LONDRA – Insospettabili cottage di campagna sulla costa del Kent, insieme ad un negozio che vende gelati, sono luoghi improbabili per operazioni top-secret di guerra. Ma invece di attirare vacanzieri e bambini desiderosi di un dolcetto, in questi edifici venivano installati dei macchinari unici, che durante la Seconda Guerra Mondiale, senza che i tedeschi ne fossero a conoscenza, pompavano circa 172 milioni di galloni di carburante sott’acqua per le Forze Alleate in Francia, come parte di un’operazione chiamata PLUTO.

Questi procedimenti, così ampi e complicati, erano necessariamente urgenti, in quanto senza una scorta di benzina adeguata, l’avanzata in Francia sarebbe stata pesantemente ostacolata e avrebbe dato alle forze tedesche il tempo per un contrattacco.

Gli oleodotti sotterranei vennero esclusi perché avrebbero ingombrato spiagge e ostacolato il movimento delle navi. Le petroliere, invece, sarebbero state facili bersagli.

Vennero così scelti tre luoghi da cui partire per pompare il carburante: Sandown, sull’ Isola di Wight, Romney Marsh e Dungeness, nella costa del sud inglese.

Il carburante veniva pompato dai terminali di Liverpool e Bristol, con delle stazioni nascoste dentro ai cottages, in un negozio di gelati e un parco divertimenti.  Chiunque trasportasse materiale per l’operazione PLUTO, avrebbe dovuto chiedere del “Capitano Jones”.

L’idea venne a Lord Mountbatten, figura di spicco dell’arma inglese, che insieme a Clifford Hartley, capo ingegnere di una compagnia anglo-iraniana, disegnò il progetto di questa via subacquea per il carburante.

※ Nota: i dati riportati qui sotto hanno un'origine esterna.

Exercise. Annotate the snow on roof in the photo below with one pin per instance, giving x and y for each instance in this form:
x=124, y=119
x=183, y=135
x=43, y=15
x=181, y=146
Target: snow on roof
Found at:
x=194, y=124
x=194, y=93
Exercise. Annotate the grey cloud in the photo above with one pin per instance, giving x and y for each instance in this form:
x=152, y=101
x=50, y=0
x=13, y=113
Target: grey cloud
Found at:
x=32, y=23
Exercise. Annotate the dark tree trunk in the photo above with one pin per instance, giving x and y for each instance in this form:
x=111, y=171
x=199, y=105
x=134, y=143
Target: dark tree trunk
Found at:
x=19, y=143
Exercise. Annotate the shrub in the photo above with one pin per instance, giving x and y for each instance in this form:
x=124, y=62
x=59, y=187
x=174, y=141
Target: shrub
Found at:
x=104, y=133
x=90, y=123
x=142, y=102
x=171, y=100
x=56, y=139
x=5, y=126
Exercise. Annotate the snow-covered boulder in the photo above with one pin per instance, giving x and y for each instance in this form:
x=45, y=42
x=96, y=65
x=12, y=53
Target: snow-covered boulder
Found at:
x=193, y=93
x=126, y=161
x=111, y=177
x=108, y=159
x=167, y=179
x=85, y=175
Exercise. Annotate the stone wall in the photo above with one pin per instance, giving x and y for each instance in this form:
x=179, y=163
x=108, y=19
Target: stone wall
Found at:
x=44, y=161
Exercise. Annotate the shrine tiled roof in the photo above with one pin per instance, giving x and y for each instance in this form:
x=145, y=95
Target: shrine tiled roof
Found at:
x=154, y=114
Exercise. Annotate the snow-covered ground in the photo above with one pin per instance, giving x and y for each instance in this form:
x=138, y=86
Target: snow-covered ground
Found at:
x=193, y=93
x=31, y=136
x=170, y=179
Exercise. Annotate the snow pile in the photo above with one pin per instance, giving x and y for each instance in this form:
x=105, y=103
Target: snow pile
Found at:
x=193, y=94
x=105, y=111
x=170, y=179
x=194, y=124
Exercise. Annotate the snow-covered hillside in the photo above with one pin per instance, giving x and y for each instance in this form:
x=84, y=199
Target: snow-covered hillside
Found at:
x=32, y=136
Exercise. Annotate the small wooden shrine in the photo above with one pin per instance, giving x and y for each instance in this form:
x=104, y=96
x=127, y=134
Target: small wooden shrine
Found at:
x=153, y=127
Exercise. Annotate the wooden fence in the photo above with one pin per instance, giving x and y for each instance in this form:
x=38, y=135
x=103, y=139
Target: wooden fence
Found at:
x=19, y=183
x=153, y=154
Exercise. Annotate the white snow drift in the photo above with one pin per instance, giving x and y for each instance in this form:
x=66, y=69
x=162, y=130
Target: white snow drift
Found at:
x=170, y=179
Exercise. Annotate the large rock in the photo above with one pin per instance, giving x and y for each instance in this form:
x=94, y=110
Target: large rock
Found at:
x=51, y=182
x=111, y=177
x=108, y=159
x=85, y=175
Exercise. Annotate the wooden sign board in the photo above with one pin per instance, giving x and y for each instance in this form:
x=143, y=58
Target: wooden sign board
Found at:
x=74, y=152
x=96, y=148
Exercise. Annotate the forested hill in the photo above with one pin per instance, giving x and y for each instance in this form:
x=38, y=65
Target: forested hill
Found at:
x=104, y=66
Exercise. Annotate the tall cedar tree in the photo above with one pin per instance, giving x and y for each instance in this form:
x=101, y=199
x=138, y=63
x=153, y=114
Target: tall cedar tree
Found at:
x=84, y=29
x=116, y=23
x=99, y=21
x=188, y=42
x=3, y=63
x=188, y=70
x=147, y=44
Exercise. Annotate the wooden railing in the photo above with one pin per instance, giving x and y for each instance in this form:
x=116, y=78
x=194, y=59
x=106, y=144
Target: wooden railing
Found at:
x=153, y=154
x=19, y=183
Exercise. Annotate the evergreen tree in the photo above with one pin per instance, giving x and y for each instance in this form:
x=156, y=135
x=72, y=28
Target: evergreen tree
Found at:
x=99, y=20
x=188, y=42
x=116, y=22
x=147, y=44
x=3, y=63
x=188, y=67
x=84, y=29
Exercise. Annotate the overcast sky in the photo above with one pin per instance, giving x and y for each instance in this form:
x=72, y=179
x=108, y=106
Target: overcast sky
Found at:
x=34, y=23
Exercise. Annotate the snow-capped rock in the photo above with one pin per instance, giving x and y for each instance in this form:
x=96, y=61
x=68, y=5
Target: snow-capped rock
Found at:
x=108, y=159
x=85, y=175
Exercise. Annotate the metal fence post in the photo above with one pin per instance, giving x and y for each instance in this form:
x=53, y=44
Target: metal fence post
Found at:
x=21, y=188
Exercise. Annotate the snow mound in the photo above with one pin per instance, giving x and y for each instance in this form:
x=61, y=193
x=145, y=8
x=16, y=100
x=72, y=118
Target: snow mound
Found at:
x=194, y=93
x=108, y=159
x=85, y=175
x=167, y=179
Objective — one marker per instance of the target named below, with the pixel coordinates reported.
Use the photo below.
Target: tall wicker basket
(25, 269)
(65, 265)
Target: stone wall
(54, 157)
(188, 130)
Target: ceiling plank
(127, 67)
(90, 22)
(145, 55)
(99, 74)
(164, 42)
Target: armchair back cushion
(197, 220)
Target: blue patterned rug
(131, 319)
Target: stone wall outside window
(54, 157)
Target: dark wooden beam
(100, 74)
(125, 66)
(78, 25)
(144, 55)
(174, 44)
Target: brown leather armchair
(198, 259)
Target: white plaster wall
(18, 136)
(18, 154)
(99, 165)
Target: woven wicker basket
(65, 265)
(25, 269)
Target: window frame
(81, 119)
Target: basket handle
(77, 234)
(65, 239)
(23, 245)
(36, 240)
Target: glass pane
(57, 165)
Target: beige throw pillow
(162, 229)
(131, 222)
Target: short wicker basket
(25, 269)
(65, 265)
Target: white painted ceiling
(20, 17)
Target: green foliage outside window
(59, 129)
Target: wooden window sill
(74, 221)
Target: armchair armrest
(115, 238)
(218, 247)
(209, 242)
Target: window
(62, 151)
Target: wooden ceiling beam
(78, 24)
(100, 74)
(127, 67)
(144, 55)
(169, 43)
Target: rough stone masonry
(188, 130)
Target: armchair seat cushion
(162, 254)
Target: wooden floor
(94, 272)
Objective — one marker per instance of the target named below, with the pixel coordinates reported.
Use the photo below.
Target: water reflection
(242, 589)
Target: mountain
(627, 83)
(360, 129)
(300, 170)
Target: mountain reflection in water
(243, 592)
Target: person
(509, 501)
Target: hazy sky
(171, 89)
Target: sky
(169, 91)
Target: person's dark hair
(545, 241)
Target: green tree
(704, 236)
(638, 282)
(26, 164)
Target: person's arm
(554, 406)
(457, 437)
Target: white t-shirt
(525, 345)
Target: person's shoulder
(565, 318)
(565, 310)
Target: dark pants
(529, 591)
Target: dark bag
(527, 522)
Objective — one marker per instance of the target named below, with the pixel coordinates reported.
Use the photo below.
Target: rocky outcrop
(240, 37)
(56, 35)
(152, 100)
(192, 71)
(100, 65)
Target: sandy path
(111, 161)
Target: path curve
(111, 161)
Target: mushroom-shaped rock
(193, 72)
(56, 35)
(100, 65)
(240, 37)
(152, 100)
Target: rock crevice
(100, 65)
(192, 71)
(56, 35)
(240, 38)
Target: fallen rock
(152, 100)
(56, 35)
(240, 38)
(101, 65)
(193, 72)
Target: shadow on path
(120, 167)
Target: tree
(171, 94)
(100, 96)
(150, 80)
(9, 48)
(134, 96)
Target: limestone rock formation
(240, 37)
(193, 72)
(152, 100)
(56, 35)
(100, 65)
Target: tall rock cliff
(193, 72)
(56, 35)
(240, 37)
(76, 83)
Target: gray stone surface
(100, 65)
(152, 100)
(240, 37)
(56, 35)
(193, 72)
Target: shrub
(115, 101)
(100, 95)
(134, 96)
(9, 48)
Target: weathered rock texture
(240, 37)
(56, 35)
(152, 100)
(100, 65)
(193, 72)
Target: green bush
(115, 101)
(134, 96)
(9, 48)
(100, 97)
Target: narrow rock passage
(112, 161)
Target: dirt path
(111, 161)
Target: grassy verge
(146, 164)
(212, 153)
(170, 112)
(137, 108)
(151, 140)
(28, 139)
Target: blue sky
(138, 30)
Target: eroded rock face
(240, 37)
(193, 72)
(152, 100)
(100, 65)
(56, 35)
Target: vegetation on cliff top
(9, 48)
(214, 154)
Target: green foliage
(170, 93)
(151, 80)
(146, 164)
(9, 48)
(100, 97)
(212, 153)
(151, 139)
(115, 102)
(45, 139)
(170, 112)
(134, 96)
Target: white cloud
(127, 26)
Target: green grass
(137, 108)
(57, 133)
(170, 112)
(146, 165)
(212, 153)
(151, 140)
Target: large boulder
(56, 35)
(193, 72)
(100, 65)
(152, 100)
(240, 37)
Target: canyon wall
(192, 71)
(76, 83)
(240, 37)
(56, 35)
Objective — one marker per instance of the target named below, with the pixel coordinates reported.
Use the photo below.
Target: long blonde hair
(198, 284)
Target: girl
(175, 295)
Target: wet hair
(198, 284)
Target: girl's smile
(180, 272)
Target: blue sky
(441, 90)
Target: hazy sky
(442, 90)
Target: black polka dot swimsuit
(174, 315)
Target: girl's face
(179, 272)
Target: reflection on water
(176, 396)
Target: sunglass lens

Nacque così PLUTO, acronimo di Pipeline Under The Ocean. Hertley sviluppò una tubatura in grado di resistere alle esplosioni delle bombe sott’acqua.

Vennero tracciate due rotte sicure per le tubature: una -chiamata BAMBI- dall’Isola di Wight a Cherbourg, Francia, e l’altra -DUMBO- da Dungeness a Boulogne.

500 miglia di tubature connettevano la costa francese a quella inglese, ma la costruzione della rete incontrò anche qualche problema: ci furono infatti numerosi ritardi a causa di alcuni incidenti che ruppero alcuni tubi.

Senza gli sforzi dell’operazione PLUTO, tuttavia, le forze Usa avrebbero presto terminato il carburante. Il primo ministro Winston Churchill definì l’operazione “un traguardo ottenuto interamente grazie agli inglesi, un pezzo di ingegneria anfibia senza precedenti, della quale andare orgogliosi”.

Il 31 agosto 1945, il gruppo di ingegneri si sciolse ma i cottages a tutt’oggi sono ancora lì a testimonianza dell’operazione e alcuni tubi sono ancora visibili.